Then barked with ardor as I got out and walked up the path, swirled around my
feet as I went inside, and batted her sick-dog drug dish across my path into
the kitchen. I picked it up. She snorted and grinned. I crushed up another
dosage of pills and smoothed the orange powder into liver pâté and
held it down to her lips. She licked it away, then licked the spoon clean and
washed her left foreleg, as is her idiosyncratic custom after being fed
attentively.
She
has to be starving; her haunches have narrowed during the past week. I suspect
she is able to eat her usual food again but is holding-out for more tasty grub.
And she prefers being served in person.
I
put a handful of dry Candidae kibble into the dish and poured warm water over.
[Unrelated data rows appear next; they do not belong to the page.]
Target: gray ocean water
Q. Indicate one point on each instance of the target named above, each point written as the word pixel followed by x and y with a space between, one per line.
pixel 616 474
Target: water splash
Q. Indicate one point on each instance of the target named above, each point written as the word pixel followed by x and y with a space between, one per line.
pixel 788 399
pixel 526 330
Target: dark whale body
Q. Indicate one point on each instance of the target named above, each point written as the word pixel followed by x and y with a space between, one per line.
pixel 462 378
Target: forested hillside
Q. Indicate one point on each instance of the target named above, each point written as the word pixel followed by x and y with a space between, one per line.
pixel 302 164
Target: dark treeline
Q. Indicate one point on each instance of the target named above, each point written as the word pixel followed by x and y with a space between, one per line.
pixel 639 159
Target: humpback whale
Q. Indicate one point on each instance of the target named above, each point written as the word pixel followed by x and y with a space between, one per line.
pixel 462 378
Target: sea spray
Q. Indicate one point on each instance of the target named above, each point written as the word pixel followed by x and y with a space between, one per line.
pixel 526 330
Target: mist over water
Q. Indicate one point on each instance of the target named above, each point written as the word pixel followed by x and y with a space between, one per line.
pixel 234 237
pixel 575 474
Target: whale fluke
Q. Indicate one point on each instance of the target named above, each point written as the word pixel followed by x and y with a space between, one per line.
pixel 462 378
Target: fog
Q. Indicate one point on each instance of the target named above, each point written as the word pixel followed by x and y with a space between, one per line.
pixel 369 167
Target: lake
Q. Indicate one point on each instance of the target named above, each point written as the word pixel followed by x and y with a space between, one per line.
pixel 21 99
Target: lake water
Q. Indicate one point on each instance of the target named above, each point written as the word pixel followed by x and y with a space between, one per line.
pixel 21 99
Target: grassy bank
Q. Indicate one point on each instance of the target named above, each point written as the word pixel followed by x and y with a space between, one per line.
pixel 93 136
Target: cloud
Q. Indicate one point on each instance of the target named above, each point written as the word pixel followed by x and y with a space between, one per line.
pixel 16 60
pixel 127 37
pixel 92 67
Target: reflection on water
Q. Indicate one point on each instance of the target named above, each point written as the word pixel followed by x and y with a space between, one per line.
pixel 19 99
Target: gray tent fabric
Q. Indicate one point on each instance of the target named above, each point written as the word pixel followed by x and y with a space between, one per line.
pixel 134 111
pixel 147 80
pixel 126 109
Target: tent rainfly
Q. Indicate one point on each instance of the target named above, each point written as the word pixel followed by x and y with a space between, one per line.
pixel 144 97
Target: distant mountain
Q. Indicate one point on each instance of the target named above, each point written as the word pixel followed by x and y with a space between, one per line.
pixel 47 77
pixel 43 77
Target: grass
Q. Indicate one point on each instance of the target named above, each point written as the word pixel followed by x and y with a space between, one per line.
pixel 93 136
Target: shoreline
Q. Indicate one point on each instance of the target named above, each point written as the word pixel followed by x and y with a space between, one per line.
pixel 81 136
Set it on the floor by the table were she's become excited to eat. She sniffed
it and slunk away. But it was gone this morning.
9:05-
A
mink is exploring us from a hollow log at the shore, dashing up the angled
bark, flicking its tail and narrow brown torso free of sparkle water. A
sandhill crane "awked-k-k-ed" through the woods a short distance
away.
9:16-
Pulled
up on Bald Head to give EZ a chance to stretch and pee and wade--or swim--and
get a drink, but not, my God, roll in dead stinky stuff. The eastern sun colors
her back, and she sits breathing easily with her tongue-tip slightly airing. It
is a calm morning; serenity is painted in the air and on the fresh succulent
greens sprouting and dense everywhere near and far.
EZ
sniffs the sweet air and lowers her nose to the rounded top of Bald Head.
Nostrils contract inquisitively beside a nugget of ... dirt? She nibbles it,
then swallows and moves on to another morsel of mud six inches away. Not
stopping to smell it she gobbles it down.
"NO!"
I shout, realizing what she is eating.
She
slinks, circles, wades for a gulp of fresh water, emerges, shakes, and licks up
another two deer turds before I holler again and clatter the oars and demand
that she get back in the boat and, "lay down right now".